Strawberry season has begun! Produce Exert Josh Alsberg stopped by to help us choose the best ones! For more produce information from Josh, check out his Instagram.
Oregon's strawberry season is spectacular! Oregon's farms grow a wide variety of tender, juicy and sweet fruit. Some strawberries, like the famous Hood berries, really should be eaten fresh and right away. Some strawberries last a little longer or are great for delicious pies and jams.
• Hood strawberry: If you find sweet, tender Hood strawberries - buy them!
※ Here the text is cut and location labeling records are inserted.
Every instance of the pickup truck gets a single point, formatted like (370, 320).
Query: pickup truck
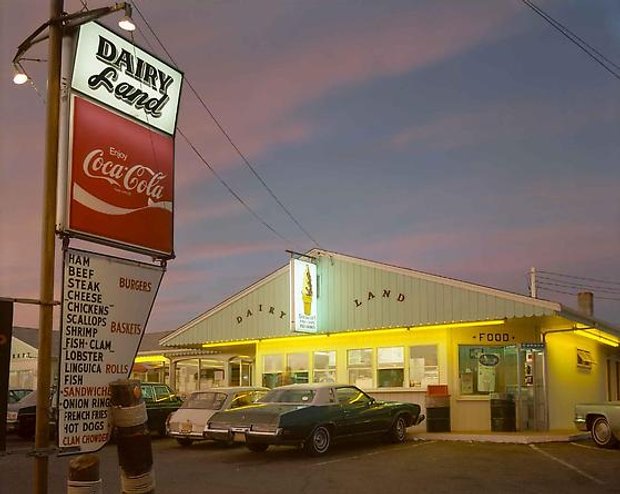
(602, 420)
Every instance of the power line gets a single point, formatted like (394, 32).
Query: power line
(235, 195)
(577, 287)
(592, 52)
(228, 137)
(208, 165)
(576, 293)
(596, 280)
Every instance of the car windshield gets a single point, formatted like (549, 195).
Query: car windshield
(208, 400)
(297, 396)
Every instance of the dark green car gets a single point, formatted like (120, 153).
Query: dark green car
(313, 416)
(160, 401)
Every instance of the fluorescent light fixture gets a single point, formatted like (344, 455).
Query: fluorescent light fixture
(150, 359)
(19, 75)
(601, 337)
(126, 22)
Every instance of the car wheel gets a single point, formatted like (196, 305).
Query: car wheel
(398, 431)
(319, 441)
(257, 447)
(602, 434)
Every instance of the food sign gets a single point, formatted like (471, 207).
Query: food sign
(304, 296)
(106, 305)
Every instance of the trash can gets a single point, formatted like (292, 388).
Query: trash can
(437, 409)
(503, 413)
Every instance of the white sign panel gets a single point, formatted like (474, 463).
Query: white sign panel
(303, 296)
(117, 73)
(106, 305)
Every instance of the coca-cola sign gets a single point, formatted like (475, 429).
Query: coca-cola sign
(121, 181)
(121, 75)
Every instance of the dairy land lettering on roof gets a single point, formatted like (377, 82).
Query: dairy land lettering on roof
(125, 77)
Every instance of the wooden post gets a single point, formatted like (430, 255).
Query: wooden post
(133, 439)
(84, 475)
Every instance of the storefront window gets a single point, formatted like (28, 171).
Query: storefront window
(297, 368)
(423, 366)
(324, 367)
(481, 370)
(390, 367)
(359, 363)
(272, 370)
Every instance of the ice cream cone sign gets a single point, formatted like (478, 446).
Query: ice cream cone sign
(306, 292)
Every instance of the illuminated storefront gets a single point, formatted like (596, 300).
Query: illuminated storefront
(394, 332)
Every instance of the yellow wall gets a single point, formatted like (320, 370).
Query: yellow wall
(355, 340)
(473, 413)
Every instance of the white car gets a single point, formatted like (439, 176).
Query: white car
(188, 423)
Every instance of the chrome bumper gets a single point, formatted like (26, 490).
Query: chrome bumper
(580, 423)
(241, 434)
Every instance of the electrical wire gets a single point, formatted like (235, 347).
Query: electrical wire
(584, 278)
(578, 287)
(217, 176)
(544, 288)
(592, 52)
(235, 195)
(227, 135)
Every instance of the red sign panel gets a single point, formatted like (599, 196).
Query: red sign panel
(121, 183)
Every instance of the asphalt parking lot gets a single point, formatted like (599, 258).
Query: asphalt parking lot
(418, 466)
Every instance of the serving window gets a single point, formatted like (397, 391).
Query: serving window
(297, 368)
(423, 366)
(482, 369)
(359, 366)
(272, 370)
(324, 367)
(391, 367)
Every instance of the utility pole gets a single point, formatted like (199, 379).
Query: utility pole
(48, 250)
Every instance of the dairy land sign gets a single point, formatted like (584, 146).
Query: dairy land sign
(303, 296)
(106, 305)
(122, 76)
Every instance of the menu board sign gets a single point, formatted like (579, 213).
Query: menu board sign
(106, 305)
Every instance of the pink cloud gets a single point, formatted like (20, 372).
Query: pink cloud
(255, 98)
(506, 120)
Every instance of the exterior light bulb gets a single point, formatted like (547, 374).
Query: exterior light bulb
(126, 22)
(19, 76)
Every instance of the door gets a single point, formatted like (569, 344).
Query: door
(531, 398)
(240, 372)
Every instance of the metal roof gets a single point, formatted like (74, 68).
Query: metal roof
(358, 294)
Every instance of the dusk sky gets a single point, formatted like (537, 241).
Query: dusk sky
(467, 139)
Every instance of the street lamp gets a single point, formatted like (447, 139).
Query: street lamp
(57, 23)
(67, 21)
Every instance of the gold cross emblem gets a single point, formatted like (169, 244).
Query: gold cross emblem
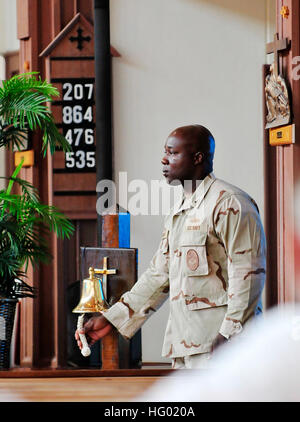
(105, 271)
(285, 12)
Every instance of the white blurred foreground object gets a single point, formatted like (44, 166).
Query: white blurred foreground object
(263, 365)
(85, 351)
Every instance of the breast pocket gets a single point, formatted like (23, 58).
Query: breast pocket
(193, 248)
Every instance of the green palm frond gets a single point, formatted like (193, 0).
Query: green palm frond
(26, 223)
(23, 107)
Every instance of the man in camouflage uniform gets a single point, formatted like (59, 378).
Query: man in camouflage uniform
(210, 261)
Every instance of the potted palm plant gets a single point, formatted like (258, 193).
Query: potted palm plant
(25, 222)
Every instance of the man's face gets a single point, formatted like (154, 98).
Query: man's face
(178, 160)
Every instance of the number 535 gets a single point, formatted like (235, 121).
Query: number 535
(80, 159)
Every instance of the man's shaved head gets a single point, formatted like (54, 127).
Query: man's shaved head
(200, 139)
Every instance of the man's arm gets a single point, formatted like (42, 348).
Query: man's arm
(238, 225)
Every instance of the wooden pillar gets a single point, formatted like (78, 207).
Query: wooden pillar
(288, 161)
(41, 319)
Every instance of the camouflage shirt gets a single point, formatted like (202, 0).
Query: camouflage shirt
(210, 263)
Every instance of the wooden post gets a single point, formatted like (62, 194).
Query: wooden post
(110, 239)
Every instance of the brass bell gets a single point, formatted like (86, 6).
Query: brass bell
(92, 298)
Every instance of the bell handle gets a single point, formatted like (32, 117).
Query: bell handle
(85, 351)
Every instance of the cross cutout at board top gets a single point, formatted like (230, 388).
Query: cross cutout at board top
(80, 39)
(275, 47)
(105, 271)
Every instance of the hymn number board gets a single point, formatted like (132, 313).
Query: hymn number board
(70, 67)
(78, 123)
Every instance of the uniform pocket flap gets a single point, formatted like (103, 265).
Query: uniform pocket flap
(193, 238)
(203, 302)
(165, 242)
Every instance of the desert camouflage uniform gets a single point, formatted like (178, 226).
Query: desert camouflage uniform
(210, 262)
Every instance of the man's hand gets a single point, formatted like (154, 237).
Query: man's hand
(219, 340)
(94, 329)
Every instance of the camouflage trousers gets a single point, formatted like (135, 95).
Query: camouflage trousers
(199, 361)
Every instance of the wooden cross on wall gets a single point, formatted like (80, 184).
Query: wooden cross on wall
(275, 47)
(80, 39)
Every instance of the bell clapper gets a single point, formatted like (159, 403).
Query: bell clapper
(85, 351)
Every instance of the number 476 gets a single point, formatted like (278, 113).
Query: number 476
(73, 136)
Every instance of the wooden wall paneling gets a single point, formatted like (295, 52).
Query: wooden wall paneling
(22, 19)
(270, 177)
(287, 158)
(55, 17)
(12, 68)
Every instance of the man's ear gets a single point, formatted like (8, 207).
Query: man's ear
(198, 157)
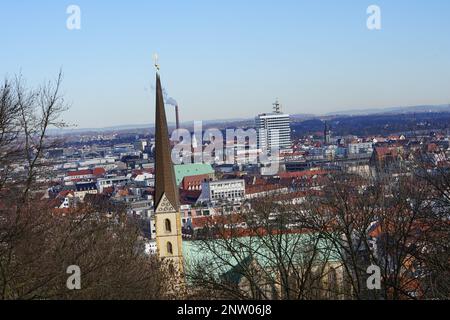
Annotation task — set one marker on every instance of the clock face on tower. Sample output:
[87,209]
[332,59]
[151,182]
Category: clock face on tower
[165,206]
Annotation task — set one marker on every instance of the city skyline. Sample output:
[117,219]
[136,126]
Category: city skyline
[316,58]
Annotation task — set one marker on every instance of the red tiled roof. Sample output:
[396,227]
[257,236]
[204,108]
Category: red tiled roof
[79,173]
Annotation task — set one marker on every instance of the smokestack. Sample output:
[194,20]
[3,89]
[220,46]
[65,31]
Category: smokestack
[178,116]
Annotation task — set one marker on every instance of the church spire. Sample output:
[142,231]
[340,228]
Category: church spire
[165,176]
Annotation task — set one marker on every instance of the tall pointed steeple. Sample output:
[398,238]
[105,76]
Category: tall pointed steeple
[165,183]
[166,201]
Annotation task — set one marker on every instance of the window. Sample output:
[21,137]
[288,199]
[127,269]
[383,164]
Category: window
[169,248]
[168,225]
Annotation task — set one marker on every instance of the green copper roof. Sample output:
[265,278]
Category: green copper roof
[187,170]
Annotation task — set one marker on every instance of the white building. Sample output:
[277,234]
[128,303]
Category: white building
[222,190]
[110,182]
[274,130]
[360,148]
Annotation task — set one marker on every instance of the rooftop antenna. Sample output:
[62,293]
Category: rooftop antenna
[277,106]
[156,61]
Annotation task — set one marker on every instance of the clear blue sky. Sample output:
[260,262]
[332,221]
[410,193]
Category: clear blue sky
[230,58]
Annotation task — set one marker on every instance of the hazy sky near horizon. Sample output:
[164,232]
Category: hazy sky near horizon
[229,58]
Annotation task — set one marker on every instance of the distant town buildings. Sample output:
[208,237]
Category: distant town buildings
[273,130]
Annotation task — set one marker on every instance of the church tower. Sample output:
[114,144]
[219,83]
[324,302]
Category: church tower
[167,206]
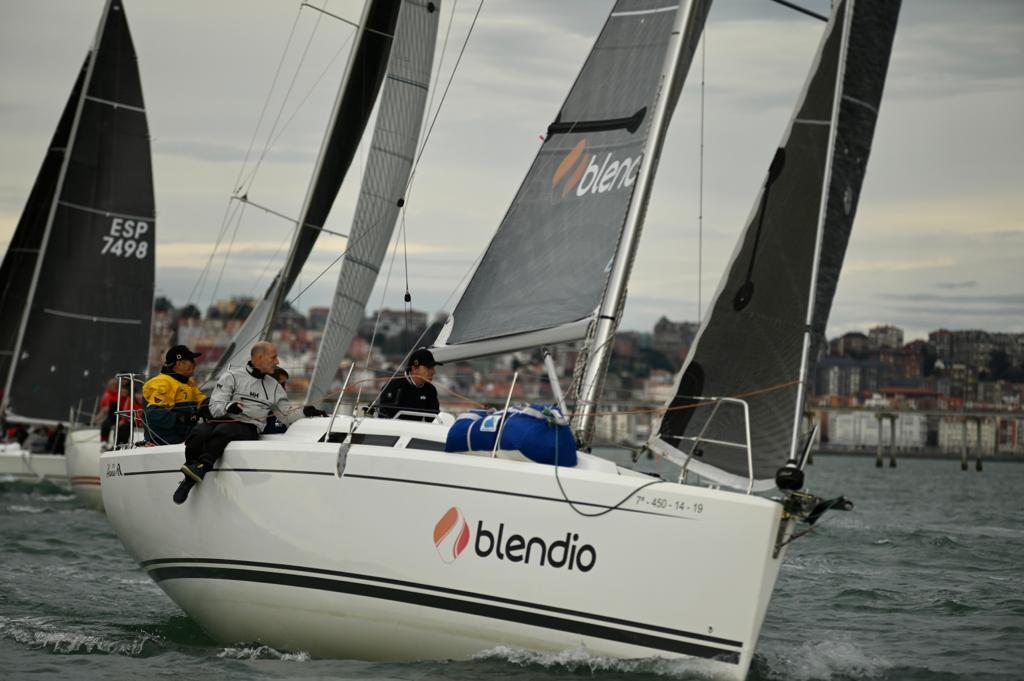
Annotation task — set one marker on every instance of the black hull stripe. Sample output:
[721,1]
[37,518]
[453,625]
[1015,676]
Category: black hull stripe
[444,603]
[505,493]
[443,590]
[428,483]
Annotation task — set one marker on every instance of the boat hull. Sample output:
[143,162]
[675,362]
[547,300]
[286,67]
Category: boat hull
[413,554]
[82,451]
[24,466]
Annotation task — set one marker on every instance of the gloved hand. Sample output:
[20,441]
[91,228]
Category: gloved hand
[183,418]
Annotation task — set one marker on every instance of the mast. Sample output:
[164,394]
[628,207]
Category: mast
[798,414]
[283,283]
[685,36]
[23,325]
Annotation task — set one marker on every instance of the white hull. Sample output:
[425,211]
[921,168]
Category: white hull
[274,547]
[17,464]
[82,451]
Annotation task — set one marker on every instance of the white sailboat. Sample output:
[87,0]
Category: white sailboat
[78,277]
[363,538]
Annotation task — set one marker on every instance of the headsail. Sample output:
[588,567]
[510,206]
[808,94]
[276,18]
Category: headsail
[396,135]
[90,299]
[545,271]
[356,96]
[772,305]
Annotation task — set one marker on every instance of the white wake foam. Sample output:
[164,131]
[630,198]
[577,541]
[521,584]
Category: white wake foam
[263,652]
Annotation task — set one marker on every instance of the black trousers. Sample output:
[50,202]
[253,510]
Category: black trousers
[207,441]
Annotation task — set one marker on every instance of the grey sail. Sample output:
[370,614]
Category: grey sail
[399,120]
[771,308]
[546,269]
[89,306]
[356,97]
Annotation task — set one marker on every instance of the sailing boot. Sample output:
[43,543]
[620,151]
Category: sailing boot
[181,494]
[195,470]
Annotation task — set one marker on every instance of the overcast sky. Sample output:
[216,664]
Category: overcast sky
[938,240]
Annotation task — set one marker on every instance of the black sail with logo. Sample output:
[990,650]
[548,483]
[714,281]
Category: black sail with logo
[753,343]
[548,263]
[90,314]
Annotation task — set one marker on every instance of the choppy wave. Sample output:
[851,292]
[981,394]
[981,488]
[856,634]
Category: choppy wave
[582,661]
[43,633]
[818,661]
[263,652]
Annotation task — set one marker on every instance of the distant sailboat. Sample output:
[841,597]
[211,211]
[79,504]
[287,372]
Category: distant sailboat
[388,548]
[78,278]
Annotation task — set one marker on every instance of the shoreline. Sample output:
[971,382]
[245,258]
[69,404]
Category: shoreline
[927,454]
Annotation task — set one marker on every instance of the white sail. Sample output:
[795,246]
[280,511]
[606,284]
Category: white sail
[396,135]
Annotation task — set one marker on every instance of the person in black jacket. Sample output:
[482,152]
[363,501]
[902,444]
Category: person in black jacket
[413,391]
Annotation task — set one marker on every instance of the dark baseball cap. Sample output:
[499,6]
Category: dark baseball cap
[179,352]
[422,357]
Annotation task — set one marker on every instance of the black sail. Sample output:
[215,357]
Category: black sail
[547,266]
[357,99]
[752,345]
[90,313]
[19,261]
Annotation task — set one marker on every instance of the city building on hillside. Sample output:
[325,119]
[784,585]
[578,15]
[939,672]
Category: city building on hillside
[885,336]
[673,339]
[861,429]
[846,376]
[852,344]
[317,317]
[391,324]
[952,431]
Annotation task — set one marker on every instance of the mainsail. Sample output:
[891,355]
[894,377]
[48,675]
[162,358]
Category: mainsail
[88,304]
[399,120]
[769,313]
[19,261]
[356,96]
[545,272]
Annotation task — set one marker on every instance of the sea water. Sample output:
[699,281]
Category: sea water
[923,581]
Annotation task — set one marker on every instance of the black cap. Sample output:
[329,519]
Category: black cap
[422,357]
[179,352]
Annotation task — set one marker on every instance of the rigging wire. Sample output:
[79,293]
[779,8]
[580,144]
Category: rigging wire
[440,104]
[704,61]
[239,184]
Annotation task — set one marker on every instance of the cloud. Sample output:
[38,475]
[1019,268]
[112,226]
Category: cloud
[899,265]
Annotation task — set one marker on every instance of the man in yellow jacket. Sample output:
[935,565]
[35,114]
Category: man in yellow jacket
[172,398]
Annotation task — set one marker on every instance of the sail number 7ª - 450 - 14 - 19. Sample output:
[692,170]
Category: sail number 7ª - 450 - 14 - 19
[126,239]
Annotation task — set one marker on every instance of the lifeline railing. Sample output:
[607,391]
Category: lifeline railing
[699,438]
[130,412]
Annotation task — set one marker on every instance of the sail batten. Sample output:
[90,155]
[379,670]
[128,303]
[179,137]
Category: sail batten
[353,104]
[770,310]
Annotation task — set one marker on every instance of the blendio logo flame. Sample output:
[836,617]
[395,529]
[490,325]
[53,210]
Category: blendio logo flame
[588,175]
[452,536]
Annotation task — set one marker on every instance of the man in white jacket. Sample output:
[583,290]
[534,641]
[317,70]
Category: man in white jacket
[240,405]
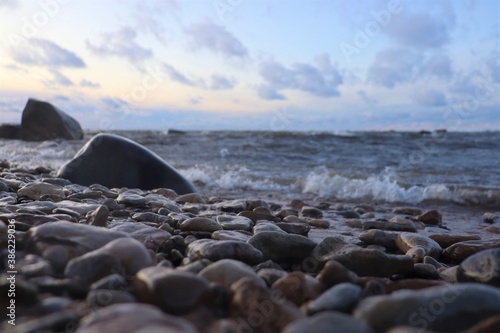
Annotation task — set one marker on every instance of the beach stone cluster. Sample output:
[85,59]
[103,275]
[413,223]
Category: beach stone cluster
[99,259]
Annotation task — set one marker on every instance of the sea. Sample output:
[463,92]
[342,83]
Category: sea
[437,167]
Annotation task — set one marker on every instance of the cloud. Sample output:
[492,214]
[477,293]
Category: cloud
[430,97]
[9,3]
[392,66]
[321,79]
[89,84]
[217,39]
[121,44]
[195,100]
[42,52]
[421,30]
[220,82]
[438,65]
[58,79]
[269,93]
[179,77]
[367,99]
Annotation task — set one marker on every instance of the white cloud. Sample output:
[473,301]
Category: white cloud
[217,39]
[321,79]
[430,97]
[220,82]
[42,52]
[122,44]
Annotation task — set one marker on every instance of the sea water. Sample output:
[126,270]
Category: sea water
[402,167]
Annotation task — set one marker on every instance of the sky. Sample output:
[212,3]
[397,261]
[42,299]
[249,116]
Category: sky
[265,65]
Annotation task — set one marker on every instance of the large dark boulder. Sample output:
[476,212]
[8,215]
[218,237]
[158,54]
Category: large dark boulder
[42,121]
[115,161]
[10,131]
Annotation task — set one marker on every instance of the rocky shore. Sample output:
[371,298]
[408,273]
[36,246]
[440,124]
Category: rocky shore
[97,259]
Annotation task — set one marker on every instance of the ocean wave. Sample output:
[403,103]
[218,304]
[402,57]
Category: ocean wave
[238,177]
[385,187]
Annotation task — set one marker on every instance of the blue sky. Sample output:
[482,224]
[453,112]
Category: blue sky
[255,65]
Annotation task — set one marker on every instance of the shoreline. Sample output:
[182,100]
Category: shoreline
[51,255]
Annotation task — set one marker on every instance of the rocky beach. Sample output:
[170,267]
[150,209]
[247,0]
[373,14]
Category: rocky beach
[98,259]
[116,240]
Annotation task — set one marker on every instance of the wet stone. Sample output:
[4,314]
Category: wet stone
[327,322]
[460,251]
[453,307]
[407,242]
[407,211]
[407,226]
[131,199]
[251,298]
[341,297]
[231,235]
[298,287]
[134,317]
[216,250]
[446,240]
[334,273]
[430,217]
[98,217]
[234,222]
[311,212]
[228,271]
[294,228]
[173,291]
[262,226]
[36,189]
[282,247]
[151,237]
[200,224]
[483,267]
[379,237]
[254,216]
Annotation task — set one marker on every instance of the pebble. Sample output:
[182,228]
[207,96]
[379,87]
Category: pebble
[234,222]
[216,250]
[407,211]
[365,262]
[313,212]
[131,199]
[430,217]
[324,224]
[254,216]
[294,228]
[200,224]
[451,307]
[483,267]
[327,322]
[231,235]
[98,217]
[61,241]
[461,250]
[151,237]
[36,189]
[191,198]
[446,240]
[405,226]
[173,291]
[133,317]
[379,237]
[263,225]
[228,271]
[298,287]
[254,306]
[409,243]
[334,273]
[282,247]
[342,297]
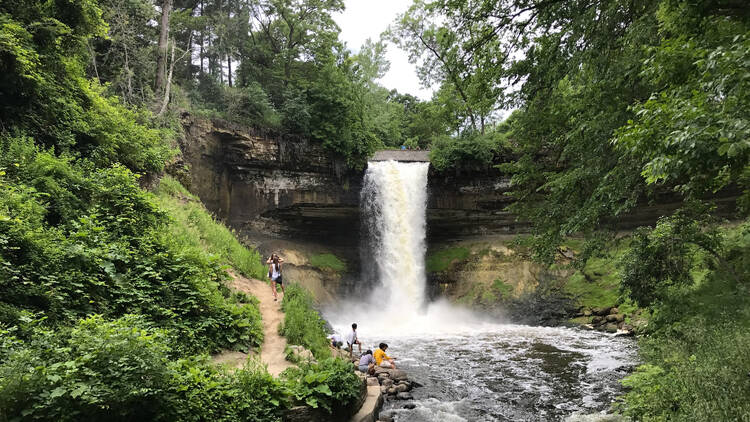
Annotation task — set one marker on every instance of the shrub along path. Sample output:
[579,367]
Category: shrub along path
[272,350]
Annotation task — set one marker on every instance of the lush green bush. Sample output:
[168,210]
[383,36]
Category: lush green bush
[114,370]
[197,227]
[328,261]
[302,323]
[76,239]
[330,384]
[695,352]
[97,370]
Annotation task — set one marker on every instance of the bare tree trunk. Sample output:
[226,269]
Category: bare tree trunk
[161,63]
[93,61]
[229,67]
[169,84]
[202,40]
[129,74]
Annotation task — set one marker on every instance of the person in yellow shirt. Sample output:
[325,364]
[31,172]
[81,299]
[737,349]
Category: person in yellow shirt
[383,360]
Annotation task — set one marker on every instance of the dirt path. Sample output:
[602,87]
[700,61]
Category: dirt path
[272,350]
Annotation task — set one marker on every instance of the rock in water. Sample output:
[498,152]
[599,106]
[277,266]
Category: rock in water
[404,396]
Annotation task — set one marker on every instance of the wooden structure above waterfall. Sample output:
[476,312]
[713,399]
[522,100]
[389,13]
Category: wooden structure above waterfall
[402,155]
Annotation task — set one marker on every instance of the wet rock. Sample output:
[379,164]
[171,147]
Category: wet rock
[398,375]
[404,396]
[616,318]
[624,333]
[385,418]
[601,311]
[406,383]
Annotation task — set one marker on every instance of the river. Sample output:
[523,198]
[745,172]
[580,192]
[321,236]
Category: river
[470,367]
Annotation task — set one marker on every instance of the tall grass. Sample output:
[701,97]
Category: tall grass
[302,323]
[197,226]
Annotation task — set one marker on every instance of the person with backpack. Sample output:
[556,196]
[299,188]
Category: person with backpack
[274,273]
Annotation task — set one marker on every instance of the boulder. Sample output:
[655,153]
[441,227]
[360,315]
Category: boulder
[401,388]
[398,375]
[406,383]
[610,328]
[601,311]
[404,396]
[385,417]
[616,318]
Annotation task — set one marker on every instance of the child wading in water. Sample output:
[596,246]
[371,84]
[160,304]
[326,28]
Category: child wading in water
[274,273]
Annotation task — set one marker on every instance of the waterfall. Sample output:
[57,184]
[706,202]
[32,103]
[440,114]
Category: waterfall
[393,203]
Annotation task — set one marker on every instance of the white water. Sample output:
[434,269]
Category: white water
[471,368]
[395,200]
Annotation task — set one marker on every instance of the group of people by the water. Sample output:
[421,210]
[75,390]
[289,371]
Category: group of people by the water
[367,360]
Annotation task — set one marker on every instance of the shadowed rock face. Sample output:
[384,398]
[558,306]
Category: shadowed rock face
[278,186]
[288,187]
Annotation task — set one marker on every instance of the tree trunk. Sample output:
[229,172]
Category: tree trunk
[161,63]
[229,69]
[202,40]
[169,84]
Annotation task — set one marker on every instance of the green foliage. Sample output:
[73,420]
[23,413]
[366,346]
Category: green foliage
[302,323]
[117,371]
[442,260]
[664,257]
[195,226]
[328,261]
[696,348]
[46,96]
[330,384]
[97,370]
[77,240]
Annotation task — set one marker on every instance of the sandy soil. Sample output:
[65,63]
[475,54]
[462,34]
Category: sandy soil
[272,350]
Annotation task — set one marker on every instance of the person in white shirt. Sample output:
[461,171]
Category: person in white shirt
[336,340]
[352,339]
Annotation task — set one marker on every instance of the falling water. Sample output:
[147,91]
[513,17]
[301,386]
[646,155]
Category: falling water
[394,199]
[471,368]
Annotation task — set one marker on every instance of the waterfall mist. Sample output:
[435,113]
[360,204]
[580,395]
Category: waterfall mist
[391,298]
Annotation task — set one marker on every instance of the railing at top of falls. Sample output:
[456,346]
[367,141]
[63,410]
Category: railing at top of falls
[402,155]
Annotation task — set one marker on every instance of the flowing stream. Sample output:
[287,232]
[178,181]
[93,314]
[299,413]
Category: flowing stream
[470,368]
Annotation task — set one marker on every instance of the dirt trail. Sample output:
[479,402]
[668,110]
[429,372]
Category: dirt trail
[272,350]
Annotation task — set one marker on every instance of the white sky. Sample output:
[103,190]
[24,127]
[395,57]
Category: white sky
[364,19]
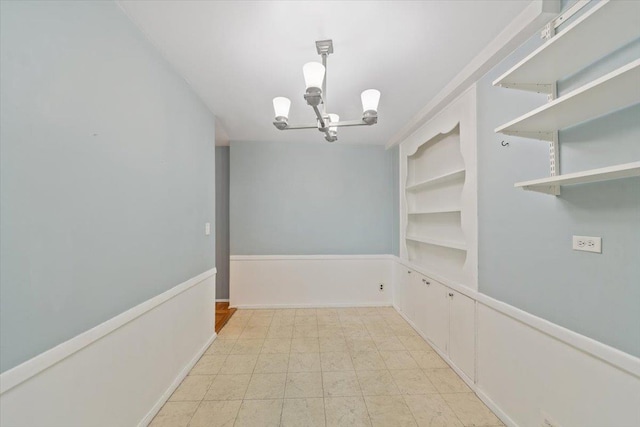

Eat them right away! Hood strawberries are remarkably delicious fresh, with an intense strawberry flavor that makes everyone happy. But Hoods are fleeting: the season is only about 3 weeks and they don't last long in the fridge or on the counter. So only buy as many as you will eat in the next day or two, and enjoy!
• Seascape strawberries: Seascape strawberries are a little bit more tart than Hoods, but they last longer and they have a bit more versatility They are great in fresh-strawberry desserts! Think strawberries with panna cotta or strawberries over a simple bowl of vanilla ice cream - Seascape's tartness will stand out in the best way. That tartness also means that Seascapes make delicious jam and pies.
• Albion strawberries: Albions are a workhorse strawberry - they are very consistent over the season, and their season is long. Albions are firm - almost crisp - and that makes them great for fruit salad, chocolate dipped strawberries and salads. Their flavor is the classic, mild sweet strawberry we expect.
• Sweet Ann strawberries: In terms of flavor, the Sweet Ann lands in between an Albion and a Seascape, with the softer texture of the seascape, and the fruitiness of the Albion. It has a really nice after flavor reminiscent of strawberry soda in the best way.
For a really great pint of strawberries, it helps to know your grower. Ask a few questions, and don't hesitate to taste a sample. When we are at the market, we ask growers:
- What are your growing practices? I try stick with farms that don't use pesticides, but everyone has different thresholds of what they want.
- When were these berries harvested? If it rained the day the strawberries were picked, they might be prone to molding quickly. You can dry them out on your counter when you get them home. Or, if they are starting to go, cut them in half and stick them in the freezer on a baking sheet to use in smoothies and baked treats later.
Sometimes berry flavor can even fluctuate within one pint, so be patient and try a few before picking your favorite!
One other secret of Oregon strawberries: they come on strong - and then they come back! (not the Hoods unfortunately) In the last few years we've seen a second flush of really delicious local strawberries when the weather cools down in fall. So keep your eye out at the end of summer for a few strawberry surprises.
Lastly, don't hesitate to try something new with strawberries. Make an arugula salad with strawberries and feta (Albions are great for this!), or make strawberry puree with the Hoods that are turning mushy and make minty strawberry lemonade!